L'employeur soutient que la charge de la preuve de l'absence de dispositif de sécurité incombe au salarié qui l'allègue. Il affirme que les circonstances de l'accident sont indéterminées puisqu'il n'est pas justifié de la cause de la chute, qu'il a mis à disposition du salarié des dispositifs de sécurité individuelle, des fiches techniques et que les salariés étaient régulièrement formés au travail en hauteur. Il estime qu'il n'était pas contraint de mettre en place un échafaudage mais qu'au contraire le code du travail prévoit des moyens alternatifs pour protéger la sécurité des salariés, et qu'il a à ce titre remis une ceinture de sécurité et un harnais à M. [S]. Il conclut que la cause exclusive de l'accident repose sur la faute du salarié qui a refusé de porter le harnais de sécurité, et que s'il estimait qu'une autre mesure de protection était nécessaire, il aurait dû l'en informer.
Il ajoute que le défaut de visite médicale à l'embauche, qui n'a pour seul but que de vérifier l'aptitude du salarié à son entrée en poste, n'est pas sanctionné et que M. [S] ne démontre pas de lien de causalité avec son inaptitude.
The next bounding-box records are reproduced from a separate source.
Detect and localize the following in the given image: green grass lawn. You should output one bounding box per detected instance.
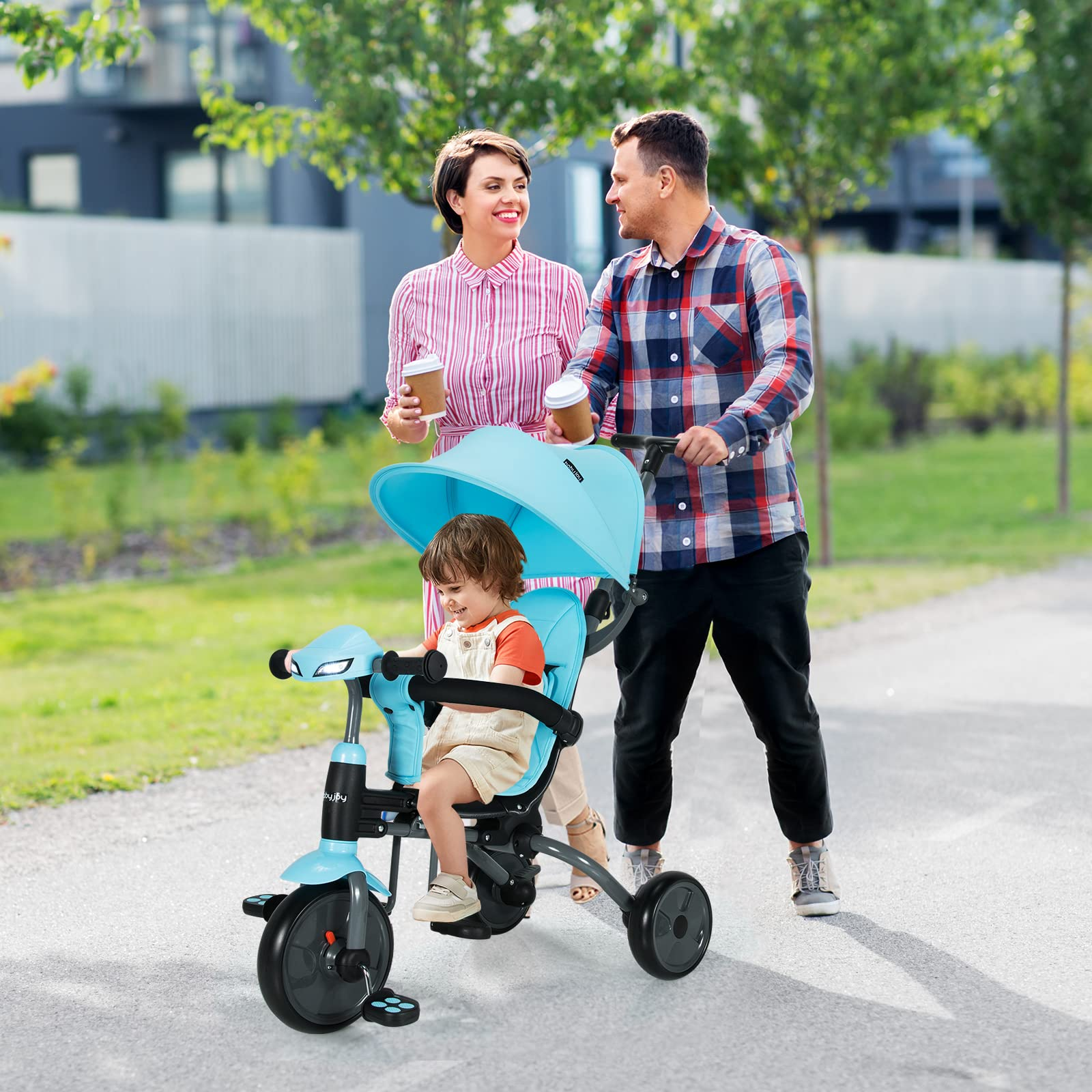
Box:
[0,429,433,544]
[0,423,1092,811]
[0,544,420,811]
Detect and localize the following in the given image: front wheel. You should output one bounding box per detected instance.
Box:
[258,879,394,1033]
[628,872,713,979]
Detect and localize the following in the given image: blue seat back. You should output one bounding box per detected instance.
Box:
[497,588,588,796]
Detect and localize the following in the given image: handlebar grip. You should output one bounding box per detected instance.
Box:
[380,648,448,682]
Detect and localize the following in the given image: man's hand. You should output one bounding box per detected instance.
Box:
[544,413,599,444]
[675,425,728,466]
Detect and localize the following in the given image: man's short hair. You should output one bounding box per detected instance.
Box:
[417,515,528,603]
[610,111,708,193]
[433,129,531,235]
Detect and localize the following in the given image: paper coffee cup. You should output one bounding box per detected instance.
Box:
[543,375,595,448]
[402,353,448,420]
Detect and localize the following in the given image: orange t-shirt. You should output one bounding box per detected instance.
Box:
[425,609,546,686]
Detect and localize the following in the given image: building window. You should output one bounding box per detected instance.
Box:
[164,152,216,224]
[164,149,269,224]
[224,152,270,224]
[26,152,80,212]
[568,162,609,282]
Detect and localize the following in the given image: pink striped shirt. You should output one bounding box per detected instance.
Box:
[382,242,615,633]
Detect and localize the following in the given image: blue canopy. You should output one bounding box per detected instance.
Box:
[369,428,644,586]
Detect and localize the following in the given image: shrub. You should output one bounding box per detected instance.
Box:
[49,438,98,543]
[95,403,136,460]
[321,406,377,448]
[61,364,94,417]
[0,397,70,463]
[155,379,189,453]
[269,428,324,554]
[265,399,299,451]
[939,345,1003,435]
[220,410,258,455]
[859,340,937,442]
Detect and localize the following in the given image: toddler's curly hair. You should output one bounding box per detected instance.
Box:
[417,515,528,603]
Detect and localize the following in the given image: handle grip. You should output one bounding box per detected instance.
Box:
[379,648,448,682]
[610,433,679,455]
[270,648,291,679]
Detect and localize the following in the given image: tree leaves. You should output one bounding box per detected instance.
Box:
[0,0,151,87]
[192,0,685,204]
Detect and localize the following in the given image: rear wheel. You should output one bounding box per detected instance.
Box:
[627,872,713,979]
[258,879,394,1033]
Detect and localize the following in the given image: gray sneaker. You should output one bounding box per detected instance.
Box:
[788,845,842,917]
[621,850,664,894]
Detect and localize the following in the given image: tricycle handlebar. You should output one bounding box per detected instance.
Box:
[373,648,448,682]
[270,648,291,679]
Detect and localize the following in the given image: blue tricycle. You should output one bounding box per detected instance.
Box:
[242,428,712,1032]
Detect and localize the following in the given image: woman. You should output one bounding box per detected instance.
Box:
[382,129,614,903]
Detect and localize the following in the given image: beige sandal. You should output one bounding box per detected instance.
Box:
[564,807,610,905]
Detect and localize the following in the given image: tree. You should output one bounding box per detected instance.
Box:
[682,0,1018,564]
[0,0,149,87]
[198,0,680,240]
[979,0,1092,515]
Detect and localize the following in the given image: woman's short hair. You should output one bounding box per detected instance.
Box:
[610,111,708,193]
[417,515,528,603]
[433,129,531,235]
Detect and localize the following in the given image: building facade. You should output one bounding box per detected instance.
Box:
[0,0,1054,400]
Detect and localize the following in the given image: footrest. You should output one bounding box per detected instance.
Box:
[242,894,287,921]
[360,987,420,1028]
[508,865,543,883]
[429,914,493,940]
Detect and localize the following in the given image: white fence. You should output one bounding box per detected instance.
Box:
[796,255,1092,362]
[0,214,362,410]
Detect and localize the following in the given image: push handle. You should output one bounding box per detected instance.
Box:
[610,433,679,487]
[379,648,448,682]
[610,433,679,455]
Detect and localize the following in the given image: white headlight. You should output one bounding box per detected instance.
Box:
[315,659,353,678]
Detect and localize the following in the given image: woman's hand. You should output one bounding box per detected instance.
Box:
[386,384,432,444]
[545,413,599,444]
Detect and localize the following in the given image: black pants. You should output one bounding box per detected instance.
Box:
[614,533,833,845]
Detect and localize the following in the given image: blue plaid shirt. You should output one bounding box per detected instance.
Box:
[569,209,814,569]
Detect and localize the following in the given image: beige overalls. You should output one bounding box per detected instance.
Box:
[422,615,542,804]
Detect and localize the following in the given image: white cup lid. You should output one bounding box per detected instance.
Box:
[402,353,444,375]
[543,373,588,410]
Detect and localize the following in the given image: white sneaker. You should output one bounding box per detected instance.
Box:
[621,850,664,894]
[413,872,482,921]
[788,845,842,917]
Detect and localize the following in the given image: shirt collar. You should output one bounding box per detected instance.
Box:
[451,239,526,288]
[646,206,728,270]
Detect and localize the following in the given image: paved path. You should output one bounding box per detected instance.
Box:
[0,561,1092,1092]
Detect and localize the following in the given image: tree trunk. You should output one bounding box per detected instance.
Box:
[1058,242,1074,515]
[804,235,833,566]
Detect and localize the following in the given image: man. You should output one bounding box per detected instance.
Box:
[547,111,839,916]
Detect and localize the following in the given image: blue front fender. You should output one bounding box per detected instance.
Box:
[281,837,391,899]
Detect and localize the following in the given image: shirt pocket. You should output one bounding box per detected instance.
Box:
[690,304,747,368]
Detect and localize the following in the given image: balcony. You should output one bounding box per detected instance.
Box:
[68,0,269,109]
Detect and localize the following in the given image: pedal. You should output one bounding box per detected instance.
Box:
[429,914,493,940]
[360,987,420,1028]
[242,894,288,921]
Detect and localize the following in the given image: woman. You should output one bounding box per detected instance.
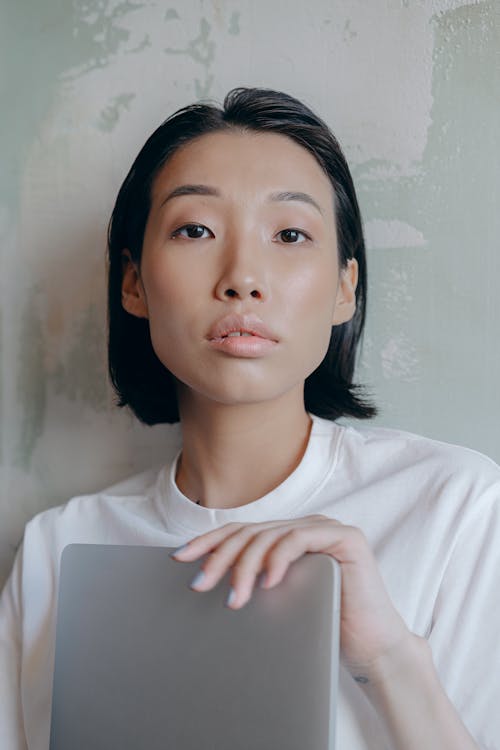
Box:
[0,89,500,750]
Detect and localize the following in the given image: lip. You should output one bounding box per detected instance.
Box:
[207,313,278,343]
[207,313,278,358]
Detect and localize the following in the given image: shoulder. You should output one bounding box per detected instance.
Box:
[342,426,500,480]
[339,426,500,520]
[24,467,164,550]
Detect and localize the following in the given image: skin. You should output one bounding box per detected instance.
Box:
[122,132,477,750]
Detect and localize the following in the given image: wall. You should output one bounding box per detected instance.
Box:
[0,0,500,581]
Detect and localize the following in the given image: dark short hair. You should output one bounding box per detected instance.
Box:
[108,88,376,425]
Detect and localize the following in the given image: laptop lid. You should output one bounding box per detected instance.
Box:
[50,544,340,750]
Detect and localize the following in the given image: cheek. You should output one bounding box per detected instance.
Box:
[283,265,338,375]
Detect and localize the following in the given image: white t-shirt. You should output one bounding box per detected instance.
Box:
[0,417,500,750]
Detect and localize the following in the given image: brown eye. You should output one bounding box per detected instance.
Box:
[279,229,307,244]
[172,224,210,240]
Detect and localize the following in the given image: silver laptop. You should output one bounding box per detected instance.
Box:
[50,544,340,750]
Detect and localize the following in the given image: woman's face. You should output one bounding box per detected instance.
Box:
[123,131,357,412]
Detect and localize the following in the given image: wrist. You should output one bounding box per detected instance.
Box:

Il explique enfin que M. [S] bénéficiait d'une grande expérience professionnelle lors de son embauche ainsi que des habilitations requises, notamment au travail en hauteur. Il indique qu'il n'a jamais sollicité de formation, que l'inspection du travail ou la médecine du travail ne l'a pas alerté à ce sujet, que le salarié était quotidiennement encadré par son responsable qui le formait sur le terrain, et que sa classification démontre sa large autonomie dans l'exercice de ses missions.
Il produit :
- L'attestation de M. [P], couvreur zingueur au sein de la société [2] entre 2016 et 2018 puis entre 2020 et 2022, qui indique que l'employeur lui a remis l'intégralité de l'équipement nécessaire pour se mettre en sécurité dès son embauche (harnais, stop chute, ligne de vie, garde-corps et filet) et que ces éléments étaient à disposition des salariés. Il ajoute que, pour chaque chantier, était établie une fiche technique informant de la hauteur et de l'accessibilité du lieu.
- L'attestation de M. [A], ancien salarié de la société [2], qui indique que le matériel nécessaire à sa sécurité était mis à sa disposition lors de l'exécution de son contrat, à savoir un harnais de sécurité, une corde, des gants, des lunettes et un casque, et qu'il a bénéficié d'une formation en hauteur.
- L'attestation de M. [Q], couvreur zingueur au sein de la société [2] du 1er janvier au 1er octobre 2016 et du 1er septembre 2020 au 1er juin 2022, qui soutient que l'employeur a assuré la sécurité de ses salariés en mettant à disposition un garde-corps, un filet, un harnais, une ligne de vie et un dispositif stop chute.
- Diverses factures d'achat de harnais, de systèmes anti-chute, de points d'ancrage et mousqueton par la société [2] entre juin et octobre 2017,
- Le compte-rendu de l'accident de M. [S] établi par M. [U], témoin de sa chute. Il explique : " entre 11h et 12h [H] était entrain de laver la toiture au karcher sur le versant sud de la maison, la moitié de toiture était presque finie.